Given the unique (and often overlooked) complexity and inter dependence of option alliances, there are several ways these alliances can focus alliance management activities to partners’ mutual advantage. Although option alliances do not require the full panoply of activities that traditional co-development alliances require, there are several alliance management activities that are critical for optimizing the value of the agreement to both sides.

  • Clarity in decision-making roles and a well-facilitated decision-making process: Option deals typically define a set of decision points that require agreement on when milestones have been met and when the option is triggered. These can be “do or die” decisions for a biotech and can quickly devolve into conflict where partners do not view results with the same eye. Likewise, early target selection will inevitably involve multiple decision-making criteria that include, but are not limited to, the research outputs. Whether these decisions are joint or unilaterally owned by large pharma, they require understanding a broad set of data that neither partner has sole access to. Given the implications of these sorts of decisions (and the possibility for conflict), a well-structured decision making process—facilitated with a focus on sharing interests and understanding each other’s perspectives—is critical. 
  • An alliance launch process: Like most alliances, option alliances require some form of a joint one- to two-day meeting in which, at a minimum, technical information, development plans, an overview of key contract terms, and each organizations’ vision for the alliance are shared. The alliance launch is also the right time to discuss and clarify expectations around communication and decision-making.
  • Appropriate connectivity through well planned governance: Although option alliances require much less early joint work, to the extent that there is joint activity, they tend to suffer from the challenges of “David and Goliath” relationships in which the smaller organization can get easily over-whelmed by the governance demands of a large pharma structure. While this challenge is mitigated by the limited nature of the joint work, it behooves both companies to think carefully about how to formally connect stakeholders and to precisely allocate decision making responsibilities between the JSC and the joint (or biotech) teams below it. This is especially important for smaller biotechs whose JSC members also sit on the teams that are doing the work.
  • A strong executive sponsor and senior relationships: Given the desire to maintain strategic alignment through the life of the alliance and the serious nature of conflicts that occur, option alliances benefit from genuine, well-maintained executive-level relationships between the lead of the biotech and someone sufficiently senior within the large pharma. Small biotechs tend to expect this. A strong executive-level relationship is key to efficiently managing or de-escalating conflict.
  • An alliance manager to drive all of the above: A lesson from traditional licensing deals that applies here is that achieving the objectives listed above requires a strong, skilled alliance manager in the large pharma paired with a (formal or informal) counterpart in the biotech. These individuals need not operate in fully dedicated roles, but each partner should have an individual who is accountable for making the above-described facets of the relationship function as effectively as possible. 
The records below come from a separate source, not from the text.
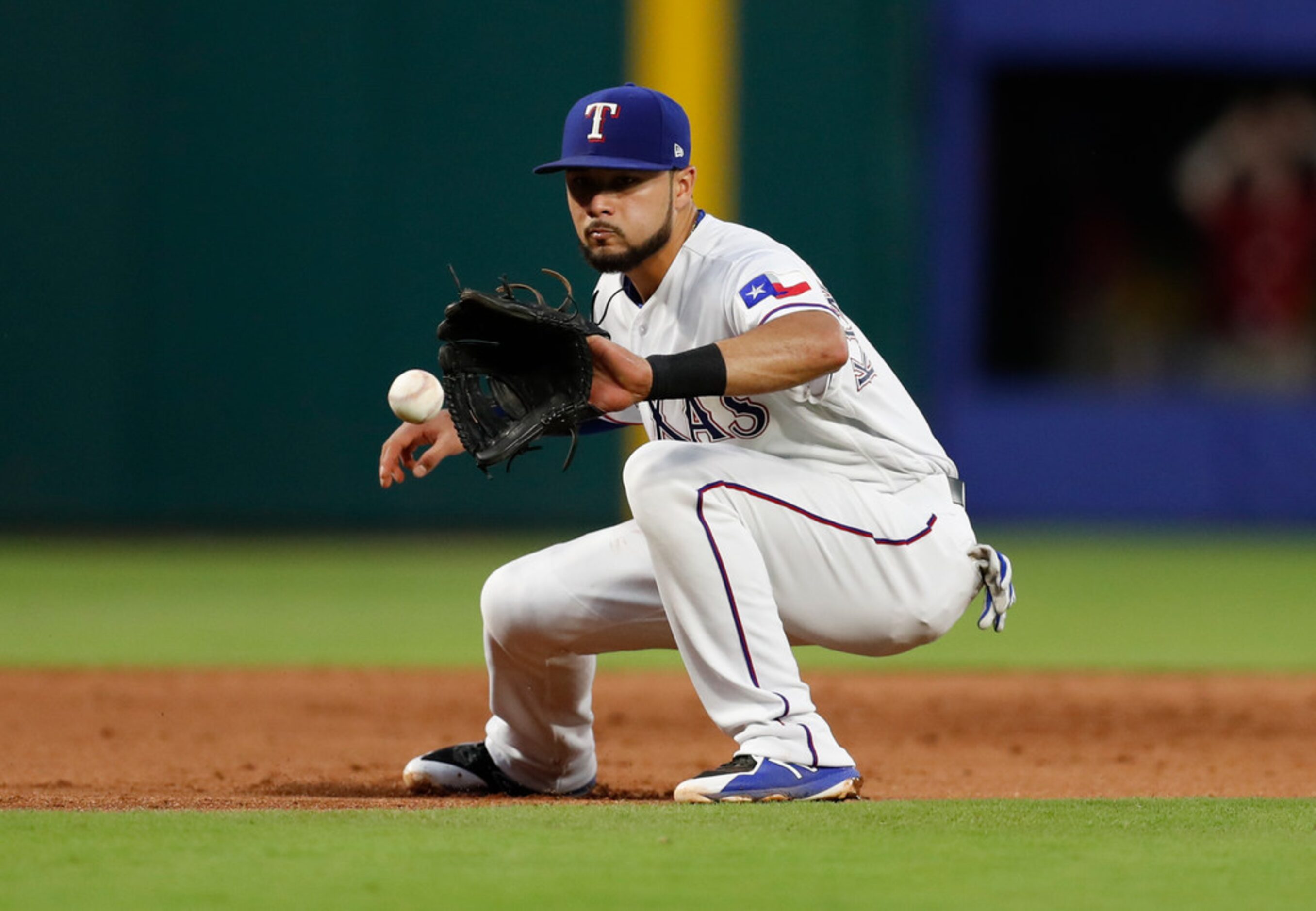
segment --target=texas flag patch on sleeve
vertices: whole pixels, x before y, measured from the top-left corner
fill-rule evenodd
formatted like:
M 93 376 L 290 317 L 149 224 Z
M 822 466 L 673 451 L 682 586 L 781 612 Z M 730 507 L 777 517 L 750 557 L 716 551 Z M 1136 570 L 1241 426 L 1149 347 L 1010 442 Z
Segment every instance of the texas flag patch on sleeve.
M 808 290 L 809 283 L 803 273 L 763 273 L 751 278 L 740 294 L 745 305 L 753 307 L 767 298 L 794 298 Z

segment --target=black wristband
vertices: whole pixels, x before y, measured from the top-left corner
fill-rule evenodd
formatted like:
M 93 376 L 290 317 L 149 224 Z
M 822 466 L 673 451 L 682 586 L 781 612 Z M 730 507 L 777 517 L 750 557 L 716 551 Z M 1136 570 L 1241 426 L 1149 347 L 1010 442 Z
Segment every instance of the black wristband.
M 654 383 L 649 399 L 694 399 L 726 391 L 726 359 L 717 345 L 694 348 L 680 354 L 650 354 Z

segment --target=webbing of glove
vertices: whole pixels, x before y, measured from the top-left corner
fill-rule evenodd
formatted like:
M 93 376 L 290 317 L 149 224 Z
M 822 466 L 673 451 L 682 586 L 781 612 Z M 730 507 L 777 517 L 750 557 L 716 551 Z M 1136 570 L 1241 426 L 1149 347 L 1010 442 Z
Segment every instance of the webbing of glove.
M 549 307 L 533 287 L 504 279 L 497 295 L 462 288 L 438 326 L 449 413 L 482 470 L 511 465 L 541 436 L 570 434 L 566 470 L 576 428 L 601 413 L 590 404 L 594 358 L 586 338 L 607 333 L 576 311 L 566 279 L 544 271 L 567 286 L 562 307 Z M 534 300 L 519 300 L 516 288 L 529 290 Z

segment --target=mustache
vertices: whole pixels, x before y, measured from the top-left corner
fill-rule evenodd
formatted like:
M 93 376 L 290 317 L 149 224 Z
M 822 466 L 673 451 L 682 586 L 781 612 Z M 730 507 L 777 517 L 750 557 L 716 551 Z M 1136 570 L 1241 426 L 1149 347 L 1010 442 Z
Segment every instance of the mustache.
M 584 226 L 584 233 L 588 234 L 591 230 L 611 230 L 617 237 L 625 237 L 621 228 L 617 228 L 611 221 L 604 221 L 603 219 L 595 219 Z

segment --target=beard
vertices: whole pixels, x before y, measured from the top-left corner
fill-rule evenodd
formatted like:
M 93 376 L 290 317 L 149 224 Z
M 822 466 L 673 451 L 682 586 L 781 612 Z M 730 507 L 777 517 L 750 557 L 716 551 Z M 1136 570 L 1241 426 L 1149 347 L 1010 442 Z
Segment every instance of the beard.
M 584 241 L 580 241 L 580 255 L 584 257 L 587 263 L 600 273 L 629 273 L 632 269 L 637 269 L 640 263 L 667 245 L 667 241 L 671 240 L 671 222 L 672 212 L 669 208 L 667 220 L 663 222 L 662 228 L 655 230 L 649 240 L 641 242 L 640 245 L 628 245 L 624 250 L 609 251 L 592 250 Z M 609 225 L 609 229 L 616 233 L 619 240 L 626 240 L 625 234 L 622 234 L 617 228 Z

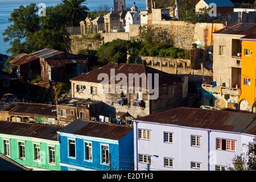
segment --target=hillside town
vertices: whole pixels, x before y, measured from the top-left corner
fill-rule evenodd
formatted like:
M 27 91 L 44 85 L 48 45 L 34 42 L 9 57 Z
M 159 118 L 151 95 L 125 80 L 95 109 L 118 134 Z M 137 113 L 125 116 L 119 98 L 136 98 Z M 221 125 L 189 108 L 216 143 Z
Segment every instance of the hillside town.
M 76 1 L 3 35 L 25 40 L 0 53 L 0 171 L 256 170 L 256 1 L 110 0 L 46 29 Z

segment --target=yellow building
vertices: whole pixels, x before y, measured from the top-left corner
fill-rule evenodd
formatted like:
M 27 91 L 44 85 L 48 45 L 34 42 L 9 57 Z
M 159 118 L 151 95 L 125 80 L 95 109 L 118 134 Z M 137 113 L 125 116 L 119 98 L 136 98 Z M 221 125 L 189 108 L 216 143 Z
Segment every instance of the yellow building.
M 242 42 L 241 89 L 240 109 L 255 110 L 256 102 L 256 33 L 241 39 Z

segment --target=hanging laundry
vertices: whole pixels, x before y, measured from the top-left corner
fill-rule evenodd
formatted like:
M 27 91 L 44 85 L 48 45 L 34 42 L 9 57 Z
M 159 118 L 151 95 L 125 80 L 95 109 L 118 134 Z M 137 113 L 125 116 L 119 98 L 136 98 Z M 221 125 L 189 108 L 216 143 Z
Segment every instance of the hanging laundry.
M 104 122 L 104 115 L 100 115 L 100 122 Z

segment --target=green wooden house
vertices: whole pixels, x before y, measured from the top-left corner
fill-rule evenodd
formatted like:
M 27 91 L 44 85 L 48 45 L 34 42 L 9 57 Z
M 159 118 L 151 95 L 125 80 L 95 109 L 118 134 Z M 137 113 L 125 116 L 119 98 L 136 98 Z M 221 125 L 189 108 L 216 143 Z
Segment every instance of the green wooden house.
M 60 170 L 60 127 L 0 121 L 0 152 L 33 170 Z

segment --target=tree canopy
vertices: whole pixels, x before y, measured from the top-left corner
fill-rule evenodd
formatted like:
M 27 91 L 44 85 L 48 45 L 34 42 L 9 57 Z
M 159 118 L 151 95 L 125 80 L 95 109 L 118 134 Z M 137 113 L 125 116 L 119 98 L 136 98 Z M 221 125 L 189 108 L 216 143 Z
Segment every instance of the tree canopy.
M 73 27 L 88 15 L 89 9 L 85 5 L 86 0 L 63 0 L 62 13 L 66 21 Z
M 48 7 L 46 16 L 37 15 L 38 7 L 35 3 L 20 6 L 11 14 L 11 24 L 3 34 L 5 42 L 10 42 L 7 52 L 16 56 L 31 53 L 46 47 L 66 51 L 69 38 L 62 14 L 61 5 Z

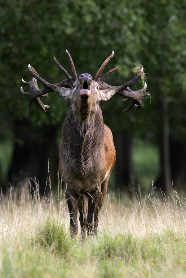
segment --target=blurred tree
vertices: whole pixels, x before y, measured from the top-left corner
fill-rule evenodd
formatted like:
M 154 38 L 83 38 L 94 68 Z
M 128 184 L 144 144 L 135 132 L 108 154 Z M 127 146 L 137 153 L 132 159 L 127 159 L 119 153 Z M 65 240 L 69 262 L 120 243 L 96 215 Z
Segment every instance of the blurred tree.
M 145 109 L 143 111 L 133 109 L 124 115 L 120 112 L 125 104 L 119 97 L 101 104 L 105 123 L 118 137 L 121 136 L 117 141 L 124 144 L 129 154 L 118 156 L 120 158 L 116 163 L 116 171 L 121 174 L 117 175 L 117 186 L 121 185 L 126 177 L 126 184 L 134 184 L 130 154 L 132 138 L 138 137 L 157 143 L 159 138 L 160 146 L 166 146 L 166 151 L 165 148 L 160 148 L 162 162 L 159 185 L 165 186 L 168 191 L 171 180 L 168 173 L 167 177 L 170 167 L 168 157 L 171 157 L 169 153 L 169 133 L 173 142 L 181 139 L 184 140 L 186 137 L 185 3 L 181 0 L 161 0 L 158 2 L 154 0 L 114 2 L 103 0 L 101 2 L 98 0 L 54 0 L 52 2 L 49 0 L 39 2 L 7 0 L 6 2 L 1 0 L 0 3 L 0 86 L 3 92 L 0 96 L 0 139 L 2 141 L 10 138 L 14 146 L 10 174 L 11 172 L 12 175 L 17 174 L 17 170 L 12 170 L 15 163 L 18 169 L 23 170 L 25 161 L 34 164 L 34 171 L 33 167 L 29 175 L 34 177 L 36 168 L 39 169 L 42 177 L 39 177 L 40 184 L 44 187 L 47 173 L 44 168 L 48 163 L 48 156 L 50 161 L 55 159 L 52 158 L 53 154 L 38 150 L 47 149 L 49 147 L 46 144 L 49 140 L 54 142 L 51 149 L 56 149 L 56 134 L 60 132 L 69 104 L 61 101 L 54 93 L 50 94 L 50 100 L 43 101 L 51 105 L 46 113 L 35 103 L 31 110 L 27 109 L 28 100 L 19 90 L 21 78 L 27 80 L 30 77 L 27 70 L 24 71 L 28 64 L 30 63 L 48 82 L 60 82 L 64 77 L 52 62 L 53 59 L 55 57 L 70 72 L 65 52 L 67 49 L 78 76 L 85 71 L 94 76 L 113 50 L 115 55 L 105 71 L 117 66 L 119 68 L 107 82 L 114 85 L 123 84 L 131 78 L 135 66 L 132 62 L 142 64 L 150 75 L 148 75 L 148 88 L 152 96 L 150 106 L 149 101 L 144 101 Z M 136 86 L 138 89 L 142 85 Z M 178 113 L 178 107 L 181 113 Z M 169 129 L 167 121 L 171 124 Z M 19 128 L 21 126 L 21 134 Z M 162 140 L 163 132 L 166 133 Z M 34 147 L 30 146 L 29 142 L 31 142 Z M 16 154 L 16 149 L 23 146 L 23 153 L 27 149 L 32 153 L 30 162 L 28 155 L 25 161 L 22 154 L 23 159 L 18 159 L 20 153 L 18 150 L 19 154 Z M 49 153 L 54 153 L 52 150 Z M 22 164 L 19 166 L 20 161 Z M 125 166 L 119 169 L 121 164 Z

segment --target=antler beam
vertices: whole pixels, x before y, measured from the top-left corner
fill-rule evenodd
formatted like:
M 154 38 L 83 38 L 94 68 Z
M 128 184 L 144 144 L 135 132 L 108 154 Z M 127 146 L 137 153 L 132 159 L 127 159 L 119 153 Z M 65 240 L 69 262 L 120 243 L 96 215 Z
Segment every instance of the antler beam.
M 129 88 L 129 86 L 135 83 L 142 75 L 144 74 L 143 66 L 141 67 L 138 73 L 131 80 L 118 87 L 112 86 L 108 85 L 108 84 L 105 83 L 104 81 L 105 79 L 117 68 L 118 67 L 115 68 L 112 70 L 108 71 L 102 77 L 100 78 L 101 74 L 105 66 L 107 65 L 109 61 L 112 59 L 114 54 L 114 52 L 113 51 L 111 55 L 106 59 L 102 64 L 95 75 L 95 80 L 98 83 L 100 89 L 104 90 L 108 90 L 108 92 L 110 91 L 111 90 L 113 90 L 114 91 L 115 91 L 113 94 L 115 93 L 116 94 L 120 95 L 122 96 L 127 98 L 126 99 L 122 100 L 122 101 L 126 102 L 132 100 L 132 102 L 129 107 L 126 109 L 123 110 L 122 112 L 122 113 L 126 113 L 129 111 L 133 106 L 134 106 L 138 109 L 140 109 L 143 106 L 143 104 L 141 101 L 142 99 L 144 97 L 148 97 L 150 95 L 150 94 L 146 91 L 147 84 L 146 83 L 145 83 L 144 86 L 142 89 L 136 91 L 133 91 L 131 90 Z M 126 89 L 127 89 L 127 91 L 125 90 Z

Option deals are attractive because they present large companies with a lower risk and easier-to-manage opportunity to build a pipeline than traditional licensing deals. Due to the clear divisions of responsibility and the definitive handoff point, it is easy to assume that little alliance management is needed early on for these option agreements. However, in order for an option holder to achieve the intended value of the deal, it must tend to the relationship in perhaps unexpected ways. Option alliances have the best chance of success when the organizations apply some key alliance management approaches to the partnership.